The puzzle of massive star evolution brought scientists around the globe to Tõravere

Kairi Janson | 18.09.2017

From September 10 to 15, 2017 stellar scientists from around the world attended the five-day astrophysics conference „Massive Stars in Transition Phases“ held in Tõravere. They discussed the post-main sequence evolution of massive stars.

Massive Stars .. seminar 2017

Observationally, many different transition phases in the life of massive stars are known. But until now, the real evolutionary path of massive stars, from their cradle all the way to their fate as powerful supernova explosions, is one of the major puzzles in stellar astrophysics. Most crucial hereby is to understand those transition phases, in which the stars undergo strongly enhanced mass loss and sudden eruptions. As there is growing evidence from both theory and observations that stars in such phases experience pulsational instabilities, the role of pulsations in triggering mass ejections was consequently one of the major topics of the conference. Other important subjects that were focused on during the conference were clumping in hot star winds, mass-loss variability and structure, kinematics, and chemistry of circumstellar environments. The scientists also discussed about new methods to search for massive stars in transition phases in other galaxies and to disentangle massive star populations based on cutting edge methodologies using both observational and theoretical approaches.
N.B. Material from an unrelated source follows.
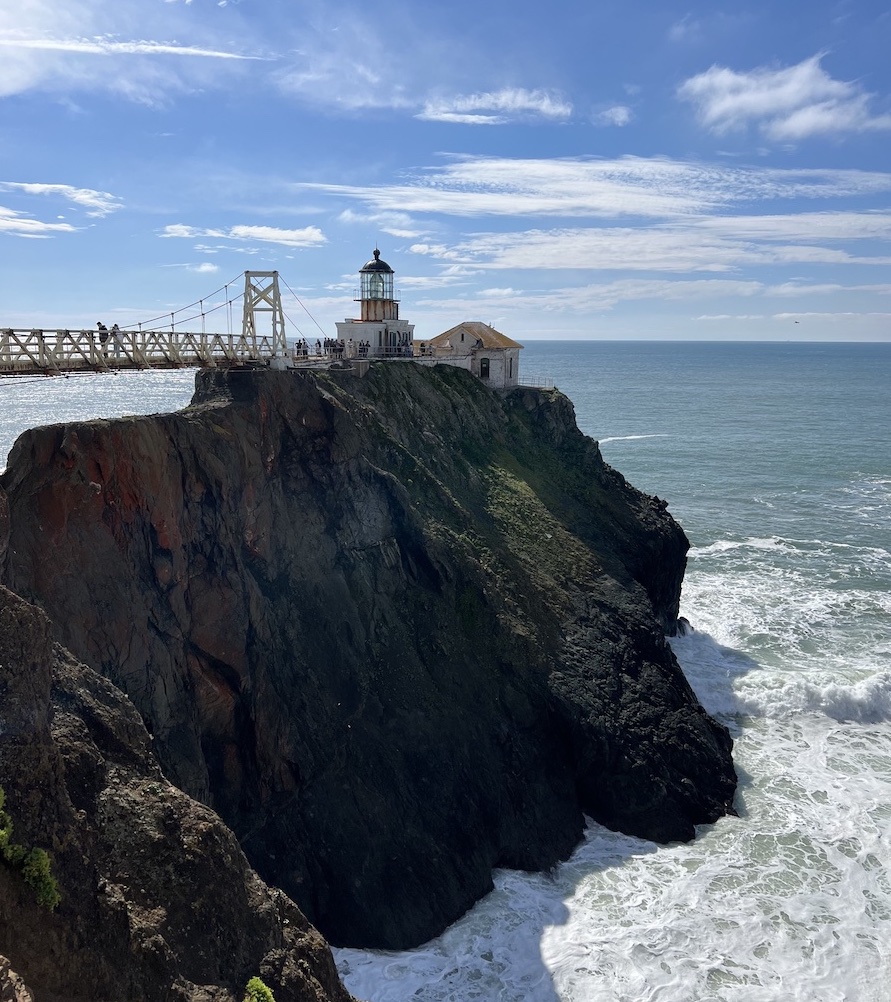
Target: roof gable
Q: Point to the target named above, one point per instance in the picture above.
(473, 331)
The conference gathered experts in the fields of stellar atmospheres, stellar winds, pulsations, and physics and chemistry of circumstellar material. The scientists came from seven countries: Argentina, Belgium, Brazil, Chile, Czech Republic, Estonia and United Kingdom. Telecommunication was extensively used in the event with about a quarter of participants presenting talks and joining discussions over internet. Tartu Observatory was represented in the conference by Tõnis Eenmäe, Indrek Kolka, Tiina Liimets, and Michaela Kraus as speakers.

The conference was organised by Tartu Observatory and supported from the ERDF project KOMEET.
The SOC was led by Michaela Kraus and the LOC by Anna Aret.